If you know of a change in the coastal ocean, work to get it to the public. When you see a change in the coastal ocean that is either bad or good and resulted from public policy, get that to the public. Science writers need articles; work with them. Groups need talks; talk to them. Policy makers need to hear our ideas; write to them.
Larry P. Atkinson
Director, Center for Coastal Physical Oceanography
LOU CODISPOTI, research professor, was invited to attend a meeting at the National Science Foundation for bilateral discussions with representatives of the Russian Foundation for Basic Research on May 24-25. The meeting involved U.S. scientists, personnel from the Office of Polar Programs of the National Science Foundation, and Drs. Boris W. Levin, Igor A. Melnikov, and Igor P. Smiletov from the Former Soviet Union. The major topic of discussion was enhancing opportunities for bilateral research in the Arctic.
Graduate student, LISA DRAKE, along with a number of other biologists, set up great displays in the Biology Lab. Visitors enjoyed looking at the live and preserved sea animals. The aquarium filled with fish from the Chesapeake Bay was a big hit. Pre- and elementary school children were thrilled with the submarine ride created by the graduate students. Research technician, BETH FOYLE, and graduate student, ANDREW MUELLER, created an impressive stream table in the Geology Lab. Graduate student, DON SEABORN, helped the chemists show off many types of interesting equipment, and tours were given of the portable Chemistry Lab van. Both children and adults were excited about making fish prints; once the squeamish got over their aversion to touching the dead fish, beautiful fish-print t-shirts were created for visitors to take home as mementos.
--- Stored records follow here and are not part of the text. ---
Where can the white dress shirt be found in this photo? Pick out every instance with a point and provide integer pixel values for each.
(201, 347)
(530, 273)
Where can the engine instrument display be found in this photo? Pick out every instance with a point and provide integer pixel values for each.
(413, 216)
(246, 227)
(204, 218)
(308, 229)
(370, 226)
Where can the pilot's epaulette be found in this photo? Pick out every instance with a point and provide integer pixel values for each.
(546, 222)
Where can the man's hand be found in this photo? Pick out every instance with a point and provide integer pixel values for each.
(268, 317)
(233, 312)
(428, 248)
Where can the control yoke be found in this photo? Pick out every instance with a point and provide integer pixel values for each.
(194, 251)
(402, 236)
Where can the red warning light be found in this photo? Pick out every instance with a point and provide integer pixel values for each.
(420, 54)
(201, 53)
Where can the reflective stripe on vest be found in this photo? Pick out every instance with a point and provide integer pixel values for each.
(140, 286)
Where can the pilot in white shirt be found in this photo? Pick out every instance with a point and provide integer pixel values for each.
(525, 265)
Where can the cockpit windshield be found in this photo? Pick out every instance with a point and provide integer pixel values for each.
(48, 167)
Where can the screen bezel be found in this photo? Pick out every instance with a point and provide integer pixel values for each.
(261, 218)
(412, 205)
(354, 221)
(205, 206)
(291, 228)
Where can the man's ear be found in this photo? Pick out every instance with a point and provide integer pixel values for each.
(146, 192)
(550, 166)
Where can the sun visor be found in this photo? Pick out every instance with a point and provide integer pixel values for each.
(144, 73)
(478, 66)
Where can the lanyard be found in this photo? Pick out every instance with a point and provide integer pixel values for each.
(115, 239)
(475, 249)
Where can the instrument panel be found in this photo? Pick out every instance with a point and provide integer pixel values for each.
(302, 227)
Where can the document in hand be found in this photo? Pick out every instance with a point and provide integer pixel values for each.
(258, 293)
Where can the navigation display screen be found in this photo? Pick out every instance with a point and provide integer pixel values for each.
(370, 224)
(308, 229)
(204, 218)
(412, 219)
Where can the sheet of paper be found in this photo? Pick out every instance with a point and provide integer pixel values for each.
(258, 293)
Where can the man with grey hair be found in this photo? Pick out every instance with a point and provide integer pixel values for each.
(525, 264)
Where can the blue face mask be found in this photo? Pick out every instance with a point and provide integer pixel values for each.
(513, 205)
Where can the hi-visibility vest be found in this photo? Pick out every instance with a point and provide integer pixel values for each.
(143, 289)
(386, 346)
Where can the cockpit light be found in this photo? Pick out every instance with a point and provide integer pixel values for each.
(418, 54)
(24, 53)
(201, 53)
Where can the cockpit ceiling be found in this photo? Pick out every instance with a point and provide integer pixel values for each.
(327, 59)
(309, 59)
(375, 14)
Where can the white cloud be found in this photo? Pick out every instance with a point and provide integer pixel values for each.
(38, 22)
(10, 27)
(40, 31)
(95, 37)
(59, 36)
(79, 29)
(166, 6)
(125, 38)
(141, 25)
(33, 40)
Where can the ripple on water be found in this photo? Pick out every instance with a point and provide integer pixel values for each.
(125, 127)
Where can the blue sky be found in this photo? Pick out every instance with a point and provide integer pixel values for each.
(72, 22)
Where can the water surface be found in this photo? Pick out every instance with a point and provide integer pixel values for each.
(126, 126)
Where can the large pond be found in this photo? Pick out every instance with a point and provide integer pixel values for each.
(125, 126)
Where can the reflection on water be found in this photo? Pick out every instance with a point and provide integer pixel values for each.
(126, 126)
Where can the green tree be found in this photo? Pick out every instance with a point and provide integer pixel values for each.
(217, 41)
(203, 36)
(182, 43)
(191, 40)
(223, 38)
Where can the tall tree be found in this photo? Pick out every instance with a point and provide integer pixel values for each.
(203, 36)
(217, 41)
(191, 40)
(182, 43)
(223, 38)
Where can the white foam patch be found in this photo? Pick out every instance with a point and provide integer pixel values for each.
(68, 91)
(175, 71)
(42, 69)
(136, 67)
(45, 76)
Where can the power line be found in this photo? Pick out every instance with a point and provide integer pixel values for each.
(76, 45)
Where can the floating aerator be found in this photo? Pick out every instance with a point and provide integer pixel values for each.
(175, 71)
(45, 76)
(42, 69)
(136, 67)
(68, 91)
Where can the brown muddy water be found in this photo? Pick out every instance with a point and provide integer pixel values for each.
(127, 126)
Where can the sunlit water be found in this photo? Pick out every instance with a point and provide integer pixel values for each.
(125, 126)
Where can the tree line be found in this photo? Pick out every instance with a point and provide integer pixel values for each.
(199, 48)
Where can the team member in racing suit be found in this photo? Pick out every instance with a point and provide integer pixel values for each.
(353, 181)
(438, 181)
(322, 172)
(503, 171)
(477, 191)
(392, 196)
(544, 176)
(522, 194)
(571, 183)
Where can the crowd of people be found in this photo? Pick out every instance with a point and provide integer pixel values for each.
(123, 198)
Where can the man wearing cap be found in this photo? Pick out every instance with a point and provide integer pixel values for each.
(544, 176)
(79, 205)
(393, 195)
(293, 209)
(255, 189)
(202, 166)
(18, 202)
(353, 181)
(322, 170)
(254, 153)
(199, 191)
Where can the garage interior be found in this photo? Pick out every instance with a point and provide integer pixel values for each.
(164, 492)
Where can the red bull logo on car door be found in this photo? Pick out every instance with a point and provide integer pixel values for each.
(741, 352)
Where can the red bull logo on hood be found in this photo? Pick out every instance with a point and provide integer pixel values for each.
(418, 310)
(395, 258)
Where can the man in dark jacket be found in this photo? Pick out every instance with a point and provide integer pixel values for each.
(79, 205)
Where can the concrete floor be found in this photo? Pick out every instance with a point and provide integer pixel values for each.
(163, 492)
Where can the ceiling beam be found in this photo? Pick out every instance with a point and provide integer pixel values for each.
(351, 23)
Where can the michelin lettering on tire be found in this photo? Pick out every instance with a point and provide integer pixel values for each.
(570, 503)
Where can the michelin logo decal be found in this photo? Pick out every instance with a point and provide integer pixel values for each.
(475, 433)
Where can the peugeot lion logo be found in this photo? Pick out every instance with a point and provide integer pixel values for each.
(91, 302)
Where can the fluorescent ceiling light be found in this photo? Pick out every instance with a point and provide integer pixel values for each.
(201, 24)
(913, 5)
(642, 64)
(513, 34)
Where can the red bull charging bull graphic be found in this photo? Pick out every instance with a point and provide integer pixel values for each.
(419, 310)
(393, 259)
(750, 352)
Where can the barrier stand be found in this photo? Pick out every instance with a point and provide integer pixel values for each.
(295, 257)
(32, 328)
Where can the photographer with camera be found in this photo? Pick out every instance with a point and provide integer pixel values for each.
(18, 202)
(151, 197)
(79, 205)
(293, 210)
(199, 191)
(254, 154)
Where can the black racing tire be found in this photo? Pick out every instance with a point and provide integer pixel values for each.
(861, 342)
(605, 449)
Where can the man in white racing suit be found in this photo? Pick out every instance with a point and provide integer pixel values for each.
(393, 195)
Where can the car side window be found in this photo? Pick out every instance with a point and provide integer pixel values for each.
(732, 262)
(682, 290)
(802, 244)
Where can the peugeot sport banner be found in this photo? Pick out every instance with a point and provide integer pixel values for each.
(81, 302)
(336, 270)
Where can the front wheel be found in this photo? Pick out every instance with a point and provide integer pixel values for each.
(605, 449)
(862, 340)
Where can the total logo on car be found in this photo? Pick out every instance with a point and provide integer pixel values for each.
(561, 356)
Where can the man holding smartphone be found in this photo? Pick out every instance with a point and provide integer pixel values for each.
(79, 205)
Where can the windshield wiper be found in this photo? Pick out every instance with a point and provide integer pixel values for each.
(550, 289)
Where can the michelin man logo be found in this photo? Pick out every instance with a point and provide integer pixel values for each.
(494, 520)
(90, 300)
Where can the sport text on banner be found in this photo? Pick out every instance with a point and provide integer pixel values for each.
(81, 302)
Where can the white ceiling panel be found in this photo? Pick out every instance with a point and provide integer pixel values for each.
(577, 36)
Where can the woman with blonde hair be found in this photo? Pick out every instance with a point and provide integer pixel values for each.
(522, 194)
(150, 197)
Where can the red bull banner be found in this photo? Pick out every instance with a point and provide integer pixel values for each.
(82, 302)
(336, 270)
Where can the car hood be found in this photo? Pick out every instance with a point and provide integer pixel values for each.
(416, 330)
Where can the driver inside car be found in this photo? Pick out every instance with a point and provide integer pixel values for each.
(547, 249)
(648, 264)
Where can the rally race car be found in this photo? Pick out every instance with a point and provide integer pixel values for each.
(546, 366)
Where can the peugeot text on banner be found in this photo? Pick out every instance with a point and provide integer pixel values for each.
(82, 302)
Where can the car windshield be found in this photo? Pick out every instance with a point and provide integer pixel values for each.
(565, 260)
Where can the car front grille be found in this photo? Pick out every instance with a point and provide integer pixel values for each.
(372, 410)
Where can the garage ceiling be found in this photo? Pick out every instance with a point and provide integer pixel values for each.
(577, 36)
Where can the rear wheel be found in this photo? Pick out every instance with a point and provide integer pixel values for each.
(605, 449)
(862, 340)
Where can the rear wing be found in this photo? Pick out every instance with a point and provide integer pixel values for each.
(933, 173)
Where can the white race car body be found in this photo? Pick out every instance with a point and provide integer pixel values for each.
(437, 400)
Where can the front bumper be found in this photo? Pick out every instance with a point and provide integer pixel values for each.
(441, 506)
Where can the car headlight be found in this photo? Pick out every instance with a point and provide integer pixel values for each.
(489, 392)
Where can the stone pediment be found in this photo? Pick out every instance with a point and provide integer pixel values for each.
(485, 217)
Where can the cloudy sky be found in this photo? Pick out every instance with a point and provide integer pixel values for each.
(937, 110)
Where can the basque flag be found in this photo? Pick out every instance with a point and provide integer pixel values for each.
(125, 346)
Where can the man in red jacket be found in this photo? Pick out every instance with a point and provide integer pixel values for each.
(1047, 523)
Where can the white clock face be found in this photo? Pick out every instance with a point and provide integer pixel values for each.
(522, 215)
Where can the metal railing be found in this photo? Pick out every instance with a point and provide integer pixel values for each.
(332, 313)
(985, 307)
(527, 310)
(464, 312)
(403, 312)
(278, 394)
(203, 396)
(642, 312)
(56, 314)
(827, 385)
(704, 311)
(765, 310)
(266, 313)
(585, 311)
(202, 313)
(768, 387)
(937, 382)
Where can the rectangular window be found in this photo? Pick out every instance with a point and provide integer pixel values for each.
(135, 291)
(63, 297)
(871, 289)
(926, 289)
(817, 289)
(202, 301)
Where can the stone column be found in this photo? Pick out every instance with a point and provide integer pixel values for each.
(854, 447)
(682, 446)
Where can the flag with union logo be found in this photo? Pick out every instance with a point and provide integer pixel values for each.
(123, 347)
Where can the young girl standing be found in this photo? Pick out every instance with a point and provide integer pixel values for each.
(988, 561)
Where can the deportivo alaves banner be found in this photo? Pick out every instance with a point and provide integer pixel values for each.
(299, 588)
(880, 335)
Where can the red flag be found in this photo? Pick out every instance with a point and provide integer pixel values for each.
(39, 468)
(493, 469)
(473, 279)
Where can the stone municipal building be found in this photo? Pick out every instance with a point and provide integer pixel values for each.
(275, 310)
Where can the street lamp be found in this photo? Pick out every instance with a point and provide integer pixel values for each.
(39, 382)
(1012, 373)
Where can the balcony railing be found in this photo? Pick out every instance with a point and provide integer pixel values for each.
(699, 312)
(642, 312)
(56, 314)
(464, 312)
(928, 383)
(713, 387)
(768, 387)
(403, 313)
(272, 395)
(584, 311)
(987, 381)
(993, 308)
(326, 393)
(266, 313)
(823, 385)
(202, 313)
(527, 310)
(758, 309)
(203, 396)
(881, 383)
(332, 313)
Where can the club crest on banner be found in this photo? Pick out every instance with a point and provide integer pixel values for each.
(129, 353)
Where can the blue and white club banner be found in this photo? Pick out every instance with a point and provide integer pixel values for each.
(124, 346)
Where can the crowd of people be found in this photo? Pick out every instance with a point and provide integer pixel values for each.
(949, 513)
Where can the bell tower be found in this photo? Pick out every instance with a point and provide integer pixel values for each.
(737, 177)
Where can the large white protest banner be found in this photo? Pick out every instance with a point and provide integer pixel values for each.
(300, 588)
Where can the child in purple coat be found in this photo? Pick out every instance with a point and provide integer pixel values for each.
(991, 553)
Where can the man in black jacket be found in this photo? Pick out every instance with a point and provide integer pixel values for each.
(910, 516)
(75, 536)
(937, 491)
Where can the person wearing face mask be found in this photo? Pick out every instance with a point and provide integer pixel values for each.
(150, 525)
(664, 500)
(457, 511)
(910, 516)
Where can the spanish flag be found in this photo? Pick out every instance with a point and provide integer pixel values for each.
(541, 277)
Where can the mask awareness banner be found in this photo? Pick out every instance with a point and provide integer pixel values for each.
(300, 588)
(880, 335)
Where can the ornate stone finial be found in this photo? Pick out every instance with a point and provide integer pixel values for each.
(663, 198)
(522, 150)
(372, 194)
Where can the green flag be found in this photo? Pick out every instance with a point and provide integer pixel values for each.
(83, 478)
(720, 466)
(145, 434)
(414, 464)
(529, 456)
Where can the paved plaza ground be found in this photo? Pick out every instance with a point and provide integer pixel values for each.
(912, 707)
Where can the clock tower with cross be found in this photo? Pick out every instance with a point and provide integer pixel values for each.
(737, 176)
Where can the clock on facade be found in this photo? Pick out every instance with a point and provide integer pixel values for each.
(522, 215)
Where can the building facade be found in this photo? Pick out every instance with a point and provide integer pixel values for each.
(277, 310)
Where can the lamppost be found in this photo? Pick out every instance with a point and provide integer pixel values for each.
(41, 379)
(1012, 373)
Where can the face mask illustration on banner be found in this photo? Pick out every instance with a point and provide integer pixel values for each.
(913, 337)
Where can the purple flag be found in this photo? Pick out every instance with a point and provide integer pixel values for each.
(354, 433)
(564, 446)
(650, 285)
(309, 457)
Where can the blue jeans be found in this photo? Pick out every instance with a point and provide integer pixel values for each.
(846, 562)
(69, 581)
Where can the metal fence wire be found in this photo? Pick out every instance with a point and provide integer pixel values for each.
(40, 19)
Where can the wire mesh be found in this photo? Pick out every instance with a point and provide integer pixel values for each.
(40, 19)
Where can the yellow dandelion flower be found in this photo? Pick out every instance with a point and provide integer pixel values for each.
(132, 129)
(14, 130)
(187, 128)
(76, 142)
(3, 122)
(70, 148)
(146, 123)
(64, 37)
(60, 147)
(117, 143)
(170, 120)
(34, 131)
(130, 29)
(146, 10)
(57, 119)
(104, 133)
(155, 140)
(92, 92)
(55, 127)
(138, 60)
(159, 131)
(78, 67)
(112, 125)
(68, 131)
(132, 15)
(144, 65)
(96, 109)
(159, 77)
Assistant research professor, ARNOLDO VALLE-LEVINSON, was instrumental in assisting a number of physical oceanographers with presentations, and computer systems engineer, BOYD FLETCHER, created several interactive computer displays for the open house. These displays included a computer presentation by BRUCE LIPPHARDT, assistant research professor, on surfing the World Wide Web, and there was another computer presentation by Arnoldo on visualizing data from the Chesapeake Bay. JERRY MILLER, assistant research professor, gave a talk titled, ``Chesapeake Bay Bridge-Tunnel on Water Column Stratification in the Lower Bay,'' and he described how building an additional span of the bridge might change it.
The physical graduate students also participated in the open house by giving very interesting and informative talks. Among these was a slide presentation by MARGARET DEKSHENIEKS on two trips she took to the Gulf of Mexico and the Carribean to conduct research with the use of two- and four-man submersibles. CATHY LASCARA and DAVID SMITH gave a joint presentation which described CCPO's involvement with a Long-Term Ecological Research project to study physical-biological interactions within the Antarctic marine ecosystem.
It was an educational, informative, and fun-filled day for all involved, especially the visitors, and we are already making plans and looking forward to our 2nd Annual Open House.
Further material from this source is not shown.